Dr. Siegal Sadetzki and her colleagues at Tel Aviv University found that people using on the side of the head where the tumor developed had a higher risk of about 50pct for developing a tumor of the main salivary gland (parotid), as compared to those who did not use cell phones. The study investigated nearly 500 people who had been diagnosed with benign and malignant tumors of the salivary gland and it was significant that it was done on Israeli population.
"Unlike people in other countries, Israelis were quick to adopt cell phone technology and have continued to be exceptionally heavy users. Therefore, the amount of exposure to radiofrequency radiation found in this study has been higher than in previous cell phone studies. This unique population has given us an indication that cell phone use is associated with cancer," said Sadetzki.
In the study, the subjects were asked to detail their cell phone use patterns in terms of how frequently they used one, and the average length of calls. Later they were compared to a sample of about 1,300 healthy control subjects.
Heavy users who lived in rural areas were also found to have an increased risk of cancer. This is because cell phones in rural areas need to emit more radiation to communicate effectively, due to fewer antennas.
Sadetzki speculated that the greatest effects will be found in heavy users and children over a period of time. She explained that while anecdotal evidence has been substantial, the consistency of the results of this study support an association between cell phone use and these tumors. The risks have been hard to prove, mainly due to the long latency period involved in cancer development.
Currently, it is estimated that more than 90pct of the Western world uses cell phones. As the technology becomes cheaper and more accessible, its usage by a greater number of people, including children, is bound to increase.
"While I think this technology is here to stayI believe precautions should be taken in order to diminish the exposure and lower the risk for health hazards," said Sadetzki.

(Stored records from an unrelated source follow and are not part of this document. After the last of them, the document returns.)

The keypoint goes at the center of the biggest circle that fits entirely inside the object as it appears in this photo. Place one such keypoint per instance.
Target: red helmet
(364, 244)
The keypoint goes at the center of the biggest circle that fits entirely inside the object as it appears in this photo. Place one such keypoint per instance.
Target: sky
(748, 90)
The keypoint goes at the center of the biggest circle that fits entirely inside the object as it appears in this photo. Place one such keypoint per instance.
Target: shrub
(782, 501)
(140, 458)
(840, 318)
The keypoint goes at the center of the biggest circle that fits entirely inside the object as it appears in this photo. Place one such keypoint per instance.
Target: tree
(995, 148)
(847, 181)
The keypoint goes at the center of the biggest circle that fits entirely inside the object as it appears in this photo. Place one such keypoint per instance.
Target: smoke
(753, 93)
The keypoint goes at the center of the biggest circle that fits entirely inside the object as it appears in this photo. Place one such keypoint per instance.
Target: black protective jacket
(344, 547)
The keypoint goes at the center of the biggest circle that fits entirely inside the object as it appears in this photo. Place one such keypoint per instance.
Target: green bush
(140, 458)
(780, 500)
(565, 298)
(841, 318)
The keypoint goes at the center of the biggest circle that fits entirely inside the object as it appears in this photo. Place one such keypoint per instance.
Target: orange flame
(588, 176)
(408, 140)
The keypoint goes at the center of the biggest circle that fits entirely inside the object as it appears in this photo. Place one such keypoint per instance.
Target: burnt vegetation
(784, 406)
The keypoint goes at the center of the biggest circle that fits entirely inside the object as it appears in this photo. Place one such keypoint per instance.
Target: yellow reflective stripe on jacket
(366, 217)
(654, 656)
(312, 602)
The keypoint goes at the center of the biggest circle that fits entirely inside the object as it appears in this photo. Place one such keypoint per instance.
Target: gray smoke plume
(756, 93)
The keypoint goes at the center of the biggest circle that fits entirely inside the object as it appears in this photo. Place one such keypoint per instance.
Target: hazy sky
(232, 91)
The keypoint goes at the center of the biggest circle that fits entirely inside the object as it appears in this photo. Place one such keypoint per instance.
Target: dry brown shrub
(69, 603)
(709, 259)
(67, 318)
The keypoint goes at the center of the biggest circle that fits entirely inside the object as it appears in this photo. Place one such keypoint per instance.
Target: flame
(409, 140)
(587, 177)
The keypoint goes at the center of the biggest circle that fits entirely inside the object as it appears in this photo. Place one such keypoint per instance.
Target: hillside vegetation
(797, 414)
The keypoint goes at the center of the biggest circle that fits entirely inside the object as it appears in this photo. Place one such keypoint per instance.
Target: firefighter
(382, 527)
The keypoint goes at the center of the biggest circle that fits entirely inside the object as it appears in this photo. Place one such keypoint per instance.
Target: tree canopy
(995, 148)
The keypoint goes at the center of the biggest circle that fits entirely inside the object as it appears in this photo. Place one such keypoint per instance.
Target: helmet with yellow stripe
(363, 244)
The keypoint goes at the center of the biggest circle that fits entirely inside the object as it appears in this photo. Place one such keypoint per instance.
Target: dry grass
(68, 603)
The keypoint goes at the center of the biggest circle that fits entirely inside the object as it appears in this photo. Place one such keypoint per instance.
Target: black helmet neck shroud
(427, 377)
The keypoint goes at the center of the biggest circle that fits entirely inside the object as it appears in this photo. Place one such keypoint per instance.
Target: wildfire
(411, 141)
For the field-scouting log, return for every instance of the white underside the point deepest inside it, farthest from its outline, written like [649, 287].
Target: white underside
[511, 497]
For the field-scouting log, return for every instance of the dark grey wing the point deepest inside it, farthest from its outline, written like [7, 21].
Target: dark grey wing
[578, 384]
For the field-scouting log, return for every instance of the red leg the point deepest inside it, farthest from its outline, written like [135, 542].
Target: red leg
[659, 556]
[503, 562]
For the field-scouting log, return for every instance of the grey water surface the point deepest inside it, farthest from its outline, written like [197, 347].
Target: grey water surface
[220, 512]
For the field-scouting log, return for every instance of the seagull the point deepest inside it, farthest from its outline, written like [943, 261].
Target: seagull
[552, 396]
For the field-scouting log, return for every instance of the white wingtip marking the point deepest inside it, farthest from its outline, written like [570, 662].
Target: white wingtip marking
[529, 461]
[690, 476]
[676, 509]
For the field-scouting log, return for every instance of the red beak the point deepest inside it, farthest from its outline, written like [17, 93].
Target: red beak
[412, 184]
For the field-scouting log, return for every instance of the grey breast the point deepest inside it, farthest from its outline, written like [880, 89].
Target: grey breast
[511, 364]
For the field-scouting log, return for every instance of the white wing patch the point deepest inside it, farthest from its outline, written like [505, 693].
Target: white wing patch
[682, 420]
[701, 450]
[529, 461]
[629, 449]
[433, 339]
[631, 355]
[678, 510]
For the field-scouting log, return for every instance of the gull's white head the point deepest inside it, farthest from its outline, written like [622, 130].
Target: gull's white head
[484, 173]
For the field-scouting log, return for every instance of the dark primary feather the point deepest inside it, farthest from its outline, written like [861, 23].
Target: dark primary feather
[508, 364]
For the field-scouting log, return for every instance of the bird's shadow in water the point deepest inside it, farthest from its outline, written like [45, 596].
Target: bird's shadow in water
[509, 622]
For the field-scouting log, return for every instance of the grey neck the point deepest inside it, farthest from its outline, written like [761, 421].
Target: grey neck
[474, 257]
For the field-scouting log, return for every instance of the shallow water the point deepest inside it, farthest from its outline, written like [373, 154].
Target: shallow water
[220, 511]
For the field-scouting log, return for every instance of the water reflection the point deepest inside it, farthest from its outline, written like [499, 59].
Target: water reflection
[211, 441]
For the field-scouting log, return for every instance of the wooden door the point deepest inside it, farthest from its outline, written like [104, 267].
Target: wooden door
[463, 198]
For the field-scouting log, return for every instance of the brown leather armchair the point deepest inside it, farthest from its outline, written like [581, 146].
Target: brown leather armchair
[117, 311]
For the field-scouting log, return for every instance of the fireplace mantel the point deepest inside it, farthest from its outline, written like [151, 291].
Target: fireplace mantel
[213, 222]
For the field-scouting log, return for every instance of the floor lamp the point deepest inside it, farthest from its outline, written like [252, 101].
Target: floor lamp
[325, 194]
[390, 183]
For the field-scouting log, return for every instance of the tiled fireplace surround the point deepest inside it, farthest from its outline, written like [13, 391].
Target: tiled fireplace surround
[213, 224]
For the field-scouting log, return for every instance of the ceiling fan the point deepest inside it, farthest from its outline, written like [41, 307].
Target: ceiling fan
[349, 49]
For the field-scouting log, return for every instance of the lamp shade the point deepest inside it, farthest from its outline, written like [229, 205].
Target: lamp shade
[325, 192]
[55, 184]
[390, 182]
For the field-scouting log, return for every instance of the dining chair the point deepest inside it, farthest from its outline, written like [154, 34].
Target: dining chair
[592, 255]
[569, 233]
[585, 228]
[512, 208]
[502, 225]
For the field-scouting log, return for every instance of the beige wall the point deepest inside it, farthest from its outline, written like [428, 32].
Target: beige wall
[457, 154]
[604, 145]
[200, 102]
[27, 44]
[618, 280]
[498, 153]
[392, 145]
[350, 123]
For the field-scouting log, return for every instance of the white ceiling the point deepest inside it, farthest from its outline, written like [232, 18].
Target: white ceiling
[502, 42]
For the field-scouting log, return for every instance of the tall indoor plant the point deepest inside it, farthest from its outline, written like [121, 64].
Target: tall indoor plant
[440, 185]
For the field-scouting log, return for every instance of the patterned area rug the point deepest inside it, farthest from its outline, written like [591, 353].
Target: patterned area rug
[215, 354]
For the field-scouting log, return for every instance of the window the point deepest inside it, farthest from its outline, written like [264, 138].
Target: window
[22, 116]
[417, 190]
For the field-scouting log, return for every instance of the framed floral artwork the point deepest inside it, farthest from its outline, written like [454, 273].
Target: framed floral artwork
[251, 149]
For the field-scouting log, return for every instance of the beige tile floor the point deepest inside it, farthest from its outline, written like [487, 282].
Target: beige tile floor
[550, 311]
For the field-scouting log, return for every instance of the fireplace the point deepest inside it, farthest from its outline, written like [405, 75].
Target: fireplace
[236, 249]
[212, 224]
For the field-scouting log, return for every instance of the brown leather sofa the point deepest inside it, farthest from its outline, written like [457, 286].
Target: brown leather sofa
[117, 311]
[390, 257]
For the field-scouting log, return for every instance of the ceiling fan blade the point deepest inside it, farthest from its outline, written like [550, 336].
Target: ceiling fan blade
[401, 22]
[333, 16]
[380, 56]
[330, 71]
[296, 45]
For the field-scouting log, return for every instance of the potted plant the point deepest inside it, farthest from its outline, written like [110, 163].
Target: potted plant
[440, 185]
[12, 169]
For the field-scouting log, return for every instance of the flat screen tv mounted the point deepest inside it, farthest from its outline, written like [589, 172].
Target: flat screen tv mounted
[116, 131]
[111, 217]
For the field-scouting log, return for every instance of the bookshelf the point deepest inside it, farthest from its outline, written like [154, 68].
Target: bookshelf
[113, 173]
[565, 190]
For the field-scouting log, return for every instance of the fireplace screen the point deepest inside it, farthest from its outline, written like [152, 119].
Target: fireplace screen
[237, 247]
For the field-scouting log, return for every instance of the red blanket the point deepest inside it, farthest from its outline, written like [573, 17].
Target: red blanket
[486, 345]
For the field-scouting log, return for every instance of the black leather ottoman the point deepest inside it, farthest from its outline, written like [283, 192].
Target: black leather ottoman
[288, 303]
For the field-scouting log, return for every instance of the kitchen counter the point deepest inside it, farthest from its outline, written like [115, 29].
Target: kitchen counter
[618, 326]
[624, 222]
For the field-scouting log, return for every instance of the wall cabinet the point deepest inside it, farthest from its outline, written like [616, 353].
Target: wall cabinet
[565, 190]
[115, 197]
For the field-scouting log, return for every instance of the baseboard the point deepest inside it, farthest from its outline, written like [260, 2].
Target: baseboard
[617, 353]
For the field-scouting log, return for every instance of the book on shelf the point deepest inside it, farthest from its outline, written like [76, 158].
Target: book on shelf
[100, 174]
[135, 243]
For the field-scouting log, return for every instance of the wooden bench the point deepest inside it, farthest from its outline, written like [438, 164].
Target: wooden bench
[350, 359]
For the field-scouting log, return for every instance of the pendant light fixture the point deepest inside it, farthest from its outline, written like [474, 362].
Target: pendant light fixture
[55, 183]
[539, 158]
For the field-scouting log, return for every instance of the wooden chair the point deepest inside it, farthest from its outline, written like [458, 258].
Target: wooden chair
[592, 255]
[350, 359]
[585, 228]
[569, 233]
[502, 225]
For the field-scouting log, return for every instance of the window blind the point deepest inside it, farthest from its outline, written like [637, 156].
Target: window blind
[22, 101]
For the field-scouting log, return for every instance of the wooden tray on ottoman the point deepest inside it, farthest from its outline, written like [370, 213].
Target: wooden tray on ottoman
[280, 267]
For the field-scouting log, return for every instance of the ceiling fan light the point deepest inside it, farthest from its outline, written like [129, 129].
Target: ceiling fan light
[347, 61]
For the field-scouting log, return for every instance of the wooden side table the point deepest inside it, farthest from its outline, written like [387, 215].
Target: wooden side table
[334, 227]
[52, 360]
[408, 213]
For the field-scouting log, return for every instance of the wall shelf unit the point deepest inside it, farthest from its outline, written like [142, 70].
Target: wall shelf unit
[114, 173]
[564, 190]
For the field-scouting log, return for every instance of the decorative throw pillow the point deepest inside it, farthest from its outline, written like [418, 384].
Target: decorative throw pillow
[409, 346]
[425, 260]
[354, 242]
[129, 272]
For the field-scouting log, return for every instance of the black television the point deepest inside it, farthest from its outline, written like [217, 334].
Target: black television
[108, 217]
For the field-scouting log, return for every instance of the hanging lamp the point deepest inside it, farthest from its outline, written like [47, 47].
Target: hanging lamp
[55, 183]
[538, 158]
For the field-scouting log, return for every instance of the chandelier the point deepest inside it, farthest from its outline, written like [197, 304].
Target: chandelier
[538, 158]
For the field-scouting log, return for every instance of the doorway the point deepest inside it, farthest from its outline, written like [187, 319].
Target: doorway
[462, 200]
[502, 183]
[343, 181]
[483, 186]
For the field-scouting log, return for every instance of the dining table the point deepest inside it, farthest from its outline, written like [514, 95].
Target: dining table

She advised that people use hands-free devices at all times, and when talking, hold the phone away from one's body. Less frequent calls, shorter in duration, should also have some preventative effect. Though she appreciates the ease of communication that cell phones allow between parents and their children, she insists that parents need to consider at what age their children start using them.
Parents should be vigilant about their children's using speakers or hands-free devices, and about limiting the number of calls and amount of time their children spend on the phone.
"Some technology that we use today carries a risk. The question is not if we use it, but how we use it," concluded Sadetzki.
The results of this study are published recently in the American Journal of Epidemiology.